This blog was written by Peter from East Africa, one of the participants of Voices for Protection, a refugee-led advocacy project of Justice Centre Hong Kong. The programme includes a twelve-week traineeship where refugees from different backgrounds learn how to advocate for their own rights in a safe and professional manner.
Last month, a group of refugees from Voices for Protection had a rare opportunity to visit the Legislative Council to meet with LegCo member Fernando Cheung. It was a great achievement for us to be hosted in such a location considering the prejudice, discrimination and attitudes often directed to the refugee community while we are in Hong Kong. The unwelcome gestures and disapproval accorded to us by some members of society cannot be over-emphasised. Refugees have been labelled economic migrants, opportunists and all kind of names that belittle them and add to their myriad of problems, despite having run away from their homes due to torture, political persecution, wars and political upheavals that have threatened their lives. They chose Hong Kong as their safe haven where they would be protected and their safety would be guaranteed – being a model of democracy and rule of law.
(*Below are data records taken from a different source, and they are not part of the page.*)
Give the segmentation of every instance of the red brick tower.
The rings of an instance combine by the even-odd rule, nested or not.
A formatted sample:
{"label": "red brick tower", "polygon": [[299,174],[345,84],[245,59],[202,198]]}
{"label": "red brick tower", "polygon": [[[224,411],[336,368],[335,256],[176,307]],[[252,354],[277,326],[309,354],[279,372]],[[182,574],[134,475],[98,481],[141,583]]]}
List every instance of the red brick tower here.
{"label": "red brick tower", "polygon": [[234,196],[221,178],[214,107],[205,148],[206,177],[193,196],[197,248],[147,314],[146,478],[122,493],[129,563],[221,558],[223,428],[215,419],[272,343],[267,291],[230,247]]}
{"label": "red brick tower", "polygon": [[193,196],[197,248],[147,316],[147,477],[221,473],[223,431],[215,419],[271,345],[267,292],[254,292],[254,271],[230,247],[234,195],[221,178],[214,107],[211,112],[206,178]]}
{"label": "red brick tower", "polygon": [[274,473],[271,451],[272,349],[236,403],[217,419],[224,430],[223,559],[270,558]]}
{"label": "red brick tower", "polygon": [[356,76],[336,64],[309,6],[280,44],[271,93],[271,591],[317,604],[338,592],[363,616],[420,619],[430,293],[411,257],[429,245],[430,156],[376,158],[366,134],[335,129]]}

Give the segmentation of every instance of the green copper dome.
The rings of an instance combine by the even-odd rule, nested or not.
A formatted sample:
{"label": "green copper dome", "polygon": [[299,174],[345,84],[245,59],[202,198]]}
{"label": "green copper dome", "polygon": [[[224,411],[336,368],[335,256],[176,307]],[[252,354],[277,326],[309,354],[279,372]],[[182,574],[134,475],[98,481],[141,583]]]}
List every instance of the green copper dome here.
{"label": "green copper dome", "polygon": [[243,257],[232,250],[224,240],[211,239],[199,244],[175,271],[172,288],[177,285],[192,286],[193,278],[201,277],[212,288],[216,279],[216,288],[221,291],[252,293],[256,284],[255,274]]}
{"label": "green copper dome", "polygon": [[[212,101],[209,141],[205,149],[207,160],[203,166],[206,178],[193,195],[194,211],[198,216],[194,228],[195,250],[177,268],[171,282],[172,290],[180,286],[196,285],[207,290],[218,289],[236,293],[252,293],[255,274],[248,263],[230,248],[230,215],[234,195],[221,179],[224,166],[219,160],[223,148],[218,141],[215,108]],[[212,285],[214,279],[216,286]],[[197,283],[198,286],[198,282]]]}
It's not surprising to note that many local people don't understand refugee issues, let alone know who a refugee is. To give an example, I had a weird experience the other day. I had just walked out of the Star Ferry Terminal in TST towards Canton Road when I was confronted by two local journalists from a television and radio station. A lady asked me, "Are you afraid of contracting Ebola?" I responded back confidently, “No, I am not.” “Why?” she went on, “It's killing many people in Africa.” “Yes, that's true,” I said, “but I am not from that part of Africa. I come from East Africa. Ebola has never affected my country.” Still, she asked, “How about your family? Aren’t you afraid that they will get infected with the disease?” “Not really,” I explained, and told her where I come from and why I don't think it's possible for my family to get Ebola. It was clear to me how the local people can view foreigners, especially Africans, in Hong Kong. They seemed ignorant about Africa as a continent and maybe about African people themselves, erroneously basing their knowledge on Africa as being a tiny country in some part of this world. Surely if even journalists are not that informed, then what about the general public? It was amazing, if not surprising. Stereotyping seems to be the order of the day.
Checks and balances?
In our meeting with him, Fernando informed us that it's not easy to convince other LegCo members to support refugee issues. He said it was hard to push refugee rights forward because refugees themselves do not constitute any political constituency. He also reminded us that Hong Kong has its own share of problems, like people living in poverty and ethnic minorities who do not enjoy equal rights and privileges and as such are also disadvantaged. What surprised me, and most of the other members of the group who I talked to after the session, was his braveness and openness in discussing LegCo’s inability to push through or even have control over the Executive. Thus the government structure and the way the system is constituted prevents meaningful policy change from happening. It became evident that the Office of the Chief Executive is too powerful and independent of the Legislature. The latter cannot then influence it, merely acting as an advisor whose advice can be ignored at the whims of the CEO as there lacks accountability mechanisms and recourse. The situation becomes more complicated due to LegCo’s composition and membership; it is made up of publicly-elected members (geographic constituencies) but also members from functional constituencies, the latter of which find their way there through professional groups and business organisations. These two groups never seem to see eye-to-eye, and LegCo membership is always out-numbered by pro-government forces, thus achieving consensus on critical issues is next to impossible.
A paradigm shift
It dawned on the group that the refugees have a long way to go; it was a great moment of truth that most us were never prepared for. Unless the political dynamics in Hong Kong change, achieving what we are advocating for is indeed a tall order. It will take time and more efforts, and a change of tact and strategy is required from refugees themselves and various individuals and NGOs supporting them. I was therefore persuaded that the political changes being fought for through the Hong Kong Occupy Central Movement are inevitable as Hong Kong people fight to exercise their voting rights in 2017 by achieving universal suffrage where they can elect all their leaders – starting with the Chief Executive to LegCo members who can hold the Chief Executive to account. There is need for paradigm shift in the structure, composition and organisation of the Hong Kong Government if meaningful change is to be achieved in all sectors of society. The system needs to change promptly.
The views expressed in this blog represent the personal views of the author/s and do not necessarily represent the views, opinions or policy of Justice Centre Hong Kong.